Table 3 Results of scaling attack

In the experiment with rotation attack, clockwise rotation angles from 5 to 90 degrees are used. The rotation correction algorithm [12, 18] is used before the watermark extracting. An example of video rotation correction is shown in Fig. 9. The extracted watermark and NC are shown in Table 4, Both our algorithm and the algorithm in literature [23] have the performance of resisting rotation attack.

Fig. 9
figure 9

Example of rotation correction

Table 4 Results for rotation attack

The extracted watermark and NC after video cropping attack are shown in Table 5. Our algorithm has a slightly better robustness against cropping attacks than literature [23].

Table 5 Results for cropping attack

Compression is the most vulnerable video attack. Video watermark algorithms should be robust to compression attack. H.264 compression is used in watermarked video. The watermark and NC extracted using different compression ratios are shown in Table 6. The experimental results show that the proposed algorithm is robust to compression attack, when the compression ratio is above 60%, our algorithm can fully extract the watermark information, and the watermark information extracted when the compression ratio is 20% has only slight error.

Table 6 Results for compression attack

In addition, the video is susceptible to noise pollution both in storage and transmission. The performance of the algorithm is tested with noise attack. Common noises are salt and pepper noise, Poisson noise, Gaussian noise and so on. Noise-enhanced videos are shown in Fig. 10, and NCs of the extracted watermark are shown in Table 7. All NCs in Table 6 are above 0.9, therefore the algorithm is robust to common noise attacks.

Fig. 10
figure 10

Example of video noise adding

Table 7 Results for noise attack

In order to further prove the effectiveness of our algorithm, we compare it with the watermarking schemes proposed in literature [2, 3]. In [3], all the videos are of size 352 × 288 with number of frames 300, the watermark of size 32 × 32 is presented. In [2], all the videos are of size 352 × 288 with number of frames 300, the watermark of size 23 × 46 is presented. In Table 8, we use NC values to evaluate the robustness of each algorithm, and it can be seen that our algorithm is more robust for equalization, frame deletion, and video compression.

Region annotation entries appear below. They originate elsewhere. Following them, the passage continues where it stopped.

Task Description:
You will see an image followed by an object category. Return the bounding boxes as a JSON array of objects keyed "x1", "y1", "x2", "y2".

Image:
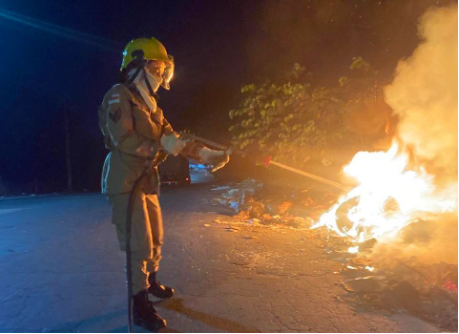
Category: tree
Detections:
[{"x1": 229, "y1": 57, "x2": 390, "y2": 168}]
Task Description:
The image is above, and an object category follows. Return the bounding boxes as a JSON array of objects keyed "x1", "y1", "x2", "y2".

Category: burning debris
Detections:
[
  {"x1": 213, "y1": 179, "x2": 337, "y2": 229},
  {"x1": 215, "y1": 5, "x2": 458, "y2": 331}
]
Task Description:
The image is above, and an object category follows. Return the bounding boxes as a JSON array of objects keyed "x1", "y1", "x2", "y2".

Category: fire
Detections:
[{"x1": 312, "y1": 141, "x2": 457, "y2": 243}]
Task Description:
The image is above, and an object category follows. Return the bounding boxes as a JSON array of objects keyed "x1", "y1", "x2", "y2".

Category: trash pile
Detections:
[
  {"x1": 212, "y1": 179, "x2": 337, "y2": 229},
  {"x1": 212, "y1": 179, "x2": 458, "y2": 332}
]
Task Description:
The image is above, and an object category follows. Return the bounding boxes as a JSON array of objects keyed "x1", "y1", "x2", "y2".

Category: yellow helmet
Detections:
[
  {"x1": 121, "y1": 37, "x2": 175, "y2": 90},
  {"x1": 121, "y1": 37, "x2": 172, "y2": 69}
]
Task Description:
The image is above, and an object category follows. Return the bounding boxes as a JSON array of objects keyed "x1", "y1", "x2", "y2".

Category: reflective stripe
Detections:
[{"x1": 108, "y1": 99, "x2": 120, "y2": 105}]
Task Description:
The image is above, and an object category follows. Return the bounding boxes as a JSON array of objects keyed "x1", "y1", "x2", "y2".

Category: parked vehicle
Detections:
[{"x1": 159, "y1": 155, "x2": 191, "y2": 185}]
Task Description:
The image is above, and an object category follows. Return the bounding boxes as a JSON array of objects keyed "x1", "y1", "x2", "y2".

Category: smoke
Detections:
[
  {"x1": 375, "y1": 5, "x2": 458, "y2": 263},
  {"x1": 385, "y1": 5, "x2": 458, "y2": 180}
]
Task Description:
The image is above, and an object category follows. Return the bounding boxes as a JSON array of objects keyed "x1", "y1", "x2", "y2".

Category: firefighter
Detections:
[{"x1": 98, "y1": 38, "x2": 229, "y2": 331}]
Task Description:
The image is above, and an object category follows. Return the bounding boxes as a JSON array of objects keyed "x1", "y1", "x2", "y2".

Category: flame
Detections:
[{"x1": 312, "y1": 140, "x2": 457, "y2": 244}]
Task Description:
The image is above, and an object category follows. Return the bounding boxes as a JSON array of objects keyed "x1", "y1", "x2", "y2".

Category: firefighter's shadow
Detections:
[{"x1": 155, "y1": 298, "x2": 260, "y2": 333}]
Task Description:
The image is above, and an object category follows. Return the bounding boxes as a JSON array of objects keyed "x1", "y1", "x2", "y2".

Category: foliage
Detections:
[{"x1": 229, "y1": 57, "x2": 388, "y2": 167}]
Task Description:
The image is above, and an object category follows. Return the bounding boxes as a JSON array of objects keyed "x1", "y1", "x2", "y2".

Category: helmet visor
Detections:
[{"x1": 161, "y1": 55, "x2": 175, "y2": 90}]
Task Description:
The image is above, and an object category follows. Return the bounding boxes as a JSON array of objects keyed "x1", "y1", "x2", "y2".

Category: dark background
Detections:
[{"x1": 0, "y1": 0, "x2": 451, "y2": 195}]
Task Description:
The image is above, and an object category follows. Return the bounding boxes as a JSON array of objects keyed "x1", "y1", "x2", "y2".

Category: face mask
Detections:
[{"x1": 145, "y1": 71, "x2": 163, "y2": 93}]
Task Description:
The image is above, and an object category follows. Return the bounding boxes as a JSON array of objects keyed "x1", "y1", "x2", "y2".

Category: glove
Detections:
[
  {"x1": 161, "y1": 132, "x2": 186, "y2": 156},
  {"x1": 199, "y1": 147, "x2": 229, "y2": 173}
]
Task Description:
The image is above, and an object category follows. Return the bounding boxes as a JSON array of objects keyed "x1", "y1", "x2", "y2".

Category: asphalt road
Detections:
[{"x1": 0, "y1": 184, "x2": 437, "y2": 332}]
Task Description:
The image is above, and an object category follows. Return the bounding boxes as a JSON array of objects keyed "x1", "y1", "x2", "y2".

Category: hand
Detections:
[{"x1": 161, "y1": 132, "x2": 186, "y2": 156}]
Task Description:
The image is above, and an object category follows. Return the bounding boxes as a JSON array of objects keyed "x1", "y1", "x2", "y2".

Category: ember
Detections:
[{"x1": 313, "y1": 142, "x2": 457, "y2": 242}]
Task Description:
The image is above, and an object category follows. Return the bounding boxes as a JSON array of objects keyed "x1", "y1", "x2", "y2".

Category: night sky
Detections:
[{"x1": 0, "y1": 0, "x2": 451, "y2": 196}]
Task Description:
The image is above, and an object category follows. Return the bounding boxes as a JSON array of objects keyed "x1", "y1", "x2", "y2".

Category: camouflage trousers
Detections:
[{"x1": 108, "y1": 192, "x2": 163, "y2": 295}]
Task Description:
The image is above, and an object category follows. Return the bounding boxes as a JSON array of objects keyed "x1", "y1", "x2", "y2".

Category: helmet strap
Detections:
[
  {"x1": 142, "y1": 67, "x2": 159, "y2": 100},
  {"x1": 126, "y1": 66, "x2": 143, "y2": 84}
]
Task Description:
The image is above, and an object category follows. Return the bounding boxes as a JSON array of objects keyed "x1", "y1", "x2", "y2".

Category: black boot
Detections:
[
  {"x1": 148, "y1": 273, "x2": 174, "y2": 299},
  {"x1": 132, "y1": 290, "x2": 166, "y2": 332}
]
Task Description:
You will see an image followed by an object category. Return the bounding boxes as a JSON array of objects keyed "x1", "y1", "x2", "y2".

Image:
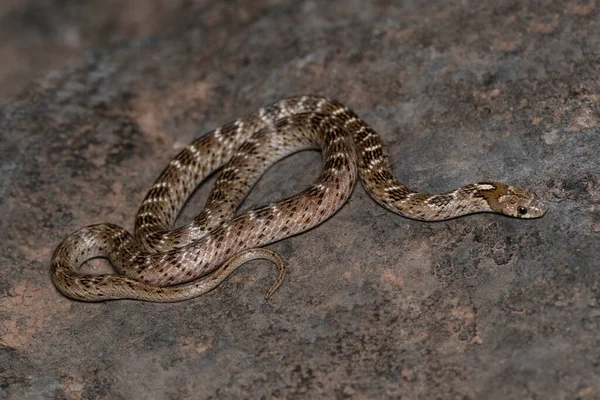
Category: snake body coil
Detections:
[{"x1": 51, "y1": 96, "x2": 547, "y2": 302}]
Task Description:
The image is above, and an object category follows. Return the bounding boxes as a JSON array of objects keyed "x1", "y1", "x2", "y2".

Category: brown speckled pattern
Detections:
[{"x1": 52, "y1": 96, "x2": 546, "y2": 301}]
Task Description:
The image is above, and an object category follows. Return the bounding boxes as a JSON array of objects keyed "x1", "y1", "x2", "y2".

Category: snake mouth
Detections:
[{"x1": 522, "y1": 198, "x2": 548, "y2": 218}]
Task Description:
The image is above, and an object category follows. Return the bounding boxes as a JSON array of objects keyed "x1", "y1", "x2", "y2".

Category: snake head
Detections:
[{"x1": 497, "y1": 186, "x2": 548, "y2": 218}]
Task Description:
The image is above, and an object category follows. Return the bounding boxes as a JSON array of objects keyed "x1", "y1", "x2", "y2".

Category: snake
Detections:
[{"x1": 51, "y1": 95, "x2": 547, "y2": 302}]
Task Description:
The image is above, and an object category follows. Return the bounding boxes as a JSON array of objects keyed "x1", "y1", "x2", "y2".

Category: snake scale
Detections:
[{"x1": 51, "y1": 96, "x2": 547, "y2": 302}]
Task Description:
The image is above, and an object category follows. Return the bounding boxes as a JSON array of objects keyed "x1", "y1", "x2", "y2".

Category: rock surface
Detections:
[{"x1": 0, "y1": 0, "x2": 600, "y2": 399}]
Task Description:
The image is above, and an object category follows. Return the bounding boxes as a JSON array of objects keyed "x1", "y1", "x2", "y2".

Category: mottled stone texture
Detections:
[{"x1": 0, "y1": 0, "x2": 600, "y2": 399}]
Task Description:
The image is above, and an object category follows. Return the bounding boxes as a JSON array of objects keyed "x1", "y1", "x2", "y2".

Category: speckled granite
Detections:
[{"x1": 0, "y1": 0, "x2": 600, "y2": 399}]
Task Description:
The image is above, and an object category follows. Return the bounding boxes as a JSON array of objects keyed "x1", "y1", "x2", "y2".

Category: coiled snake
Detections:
[{"x1": 51, "y1": 96, "x2": 547, "y2": 302}]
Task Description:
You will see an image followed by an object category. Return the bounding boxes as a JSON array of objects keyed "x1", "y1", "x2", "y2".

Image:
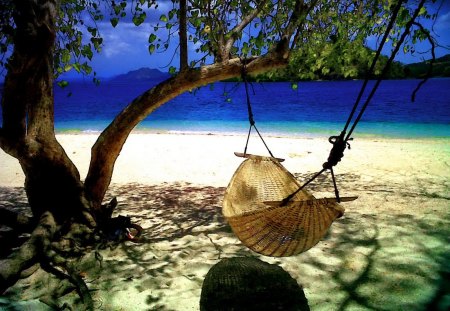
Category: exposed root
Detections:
[{"x1": 0, "y1": 212, "x2": 56, "y2": 293}]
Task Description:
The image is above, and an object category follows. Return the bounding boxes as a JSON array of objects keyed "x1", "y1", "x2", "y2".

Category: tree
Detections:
[{"x1": 0, "y1": 0, "x2": 438, "y2": 308}]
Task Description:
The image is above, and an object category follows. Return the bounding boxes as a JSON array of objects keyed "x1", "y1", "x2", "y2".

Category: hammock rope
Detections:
[
  {"x1": 241, "y1": 60, "x2": 275, "y2": 158},
  {"x1": 282, "y1": 0, "x2": 425, "y2": 205},
  {"x1": 222, "y1": 0, "x2": 426, "y2": 257}
]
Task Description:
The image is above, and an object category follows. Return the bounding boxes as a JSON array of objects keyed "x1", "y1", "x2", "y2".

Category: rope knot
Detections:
[{"x1": 322, "y1": 132, "x2": 351, "y2": 169}]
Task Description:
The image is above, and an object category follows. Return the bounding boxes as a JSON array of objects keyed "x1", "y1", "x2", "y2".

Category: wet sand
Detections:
[{"x1": 0, "y1": 133, "x2": 450, "y2": 310}]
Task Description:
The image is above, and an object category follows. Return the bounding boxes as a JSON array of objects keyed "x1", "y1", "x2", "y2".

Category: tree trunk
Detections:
[{"x1": 1, "y1": 0, "x2": 95, "y2": 227}]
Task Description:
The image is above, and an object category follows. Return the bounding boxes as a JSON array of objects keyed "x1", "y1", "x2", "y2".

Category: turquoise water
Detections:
[{"x1": 3, "y1": 79, "x2": 450, "y2": 138}]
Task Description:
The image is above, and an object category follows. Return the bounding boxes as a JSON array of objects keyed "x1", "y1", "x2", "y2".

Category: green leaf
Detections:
[
  {"x1": 61, "y1": 50, "x2": 70, "y2": 63},
  {"x1": 110, "y1": 17, "x2": 119, "y2": 27},
  {"x1": 72, "y1": 63, "x2": 81, "y2": 73},
  {"x1": 148, "y1": 33, "x2": 157, "y2": 43}
]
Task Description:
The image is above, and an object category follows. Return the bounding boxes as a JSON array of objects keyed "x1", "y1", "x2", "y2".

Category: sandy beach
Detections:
[{"x1": 0, "y1": 133, "x2": 450, "y2": 311}]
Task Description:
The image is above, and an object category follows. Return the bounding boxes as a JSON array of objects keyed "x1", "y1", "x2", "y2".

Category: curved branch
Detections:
[
  {"x1": 224, "y1": 1, "x2": 266, "y2": 55},
  {"x1": 411, "y1": 22, "x2": 436, "y2": 102},
  {"x1": 85, "y1": 53, "x2": 288, "y2": 210}
]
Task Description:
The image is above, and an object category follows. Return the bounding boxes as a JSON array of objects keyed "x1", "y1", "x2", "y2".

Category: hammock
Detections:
[
  {"x1": 222, "y1": 154, "x2": 355, "y2": 257},
  {"x1": 222, "y1": 1, "x2": 426, "y2": 257}
]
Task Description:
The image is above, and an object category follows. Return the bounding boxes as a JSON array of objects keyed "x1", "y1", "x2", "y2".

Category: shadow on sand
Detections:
[{"x1": 0, "y1": 176, "x2": 450, "y2": 311}]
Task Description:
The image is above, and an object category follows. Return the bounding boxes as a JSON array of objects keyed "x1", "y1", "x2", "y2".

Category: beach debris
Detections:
[{"x1": 222, "y1": 155, "x2": 350, "y2": 257}]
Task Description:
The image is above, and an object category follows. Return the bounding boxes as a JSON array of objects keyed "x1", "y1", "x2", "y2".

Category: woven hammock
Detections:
[{"x1": 222, "y1": 154, "x2": 346, "y2": 257}]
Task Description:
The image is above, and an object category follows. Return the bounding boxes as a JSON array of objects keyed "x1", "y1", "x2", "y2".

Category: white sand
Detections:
[{"x1": 0, "y1": 134, "x2": 450, "y2": 310}]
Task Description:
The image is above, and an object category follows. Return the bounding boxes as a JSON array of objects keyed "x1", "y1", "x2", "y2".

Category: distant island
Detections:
[
  {"x1": 109, "y1": 67, "x2": 170, "y2": 81},
  {"x1": 404, "y1": 54, "x2": 450, "y2": 78},
  {"x1": 109, "y1": 54, "x2": 450, "y2": 81}
]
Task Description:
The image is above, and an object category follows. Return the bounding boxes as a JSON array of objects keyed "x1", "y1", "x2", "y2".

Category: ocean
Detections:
[{"x1": 0, "y1": 78, "x2": 450, "y2": 138}]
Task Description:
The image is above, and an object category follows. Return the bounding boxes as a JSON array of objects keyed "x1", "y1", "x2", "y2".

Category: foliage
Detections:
[
  {"x1": 256, "y1": 42, "x2": 405, "y2": 81},
  {"x1": 0, "y1": 0, "x2": 436, "y2": 80}
]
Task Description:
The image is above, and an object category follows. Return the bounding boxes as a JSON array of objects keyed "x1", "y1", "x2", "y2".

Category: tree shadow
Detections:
[{"x1": 0, "y1": 179, "x2": 450, "y2": 311}]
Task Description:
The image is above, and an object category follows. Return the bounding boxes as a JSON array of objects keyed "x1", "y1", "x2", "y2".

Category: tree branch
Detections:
[
  {"x1": 224, "y1": 1, "x2": 266, "y2": 55},
  {"x1": 85, "y1": 53, "x2": 287, "y2": 209},
  {"x1": 180, "y1": 0, "x2": 188, "y2": 71}
]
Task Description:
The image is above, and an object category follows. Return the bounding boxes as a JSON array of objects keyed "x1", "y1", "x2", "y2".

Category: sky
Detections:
[
  {"x1": 77, "y1": 0, "x2": 450, "y2": 77},
  {"x1": 2, "y1": 0, "x2": 450, "y2": 78}
]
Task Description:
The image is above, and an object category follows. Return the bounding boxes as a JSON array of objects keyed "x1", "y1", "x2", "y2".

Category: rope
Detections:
[
  {"x1": 241, "y1": 61, "x2": 275, "y2": 158},
  {"x1": 282, "y1": 0, "x2": 425, "y2": 205}
]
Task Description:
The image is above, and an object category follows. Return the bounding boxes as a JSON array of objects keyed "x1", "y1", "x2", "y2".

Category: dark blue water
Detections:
[{"x1": 0, "y1": 79, "x2": 450, "y2": 137}]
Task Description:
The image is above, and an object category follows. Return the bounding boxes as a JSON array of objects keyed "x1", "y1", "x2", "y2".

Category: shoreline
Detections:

Table 8 Comparison with [2, 3] for different attacks

5 Conclusions

In order to make full use of the correlation and redundancy among adjacent frames of a video, a video is encapsulated as a tensor and high-order singular value decomposition is used to obtain the feature tensor of representing its main energy in this study. The first front slice of the feature tensor is the tensor feature map that contains the main information of each frame of a video. According to the stability of the tensor feature map, a video watermark algorithm based on the tensor feature map is proposed. Different from the general video watermark algorithms, tensor is used in video watermark, the correlation and redundancy among adjacent frames of a video are used to improve the robustness of the algorithm to common video attacks. The watermark information is distributed in each frame of a video by embedding the watermark into the tensor feature map. The robustness and transparency of the algorithm are ensured. However, because a cropped video causes energy loss to its feature tensor, the robustness of the algorithm to cropping attack should be further improved in the future.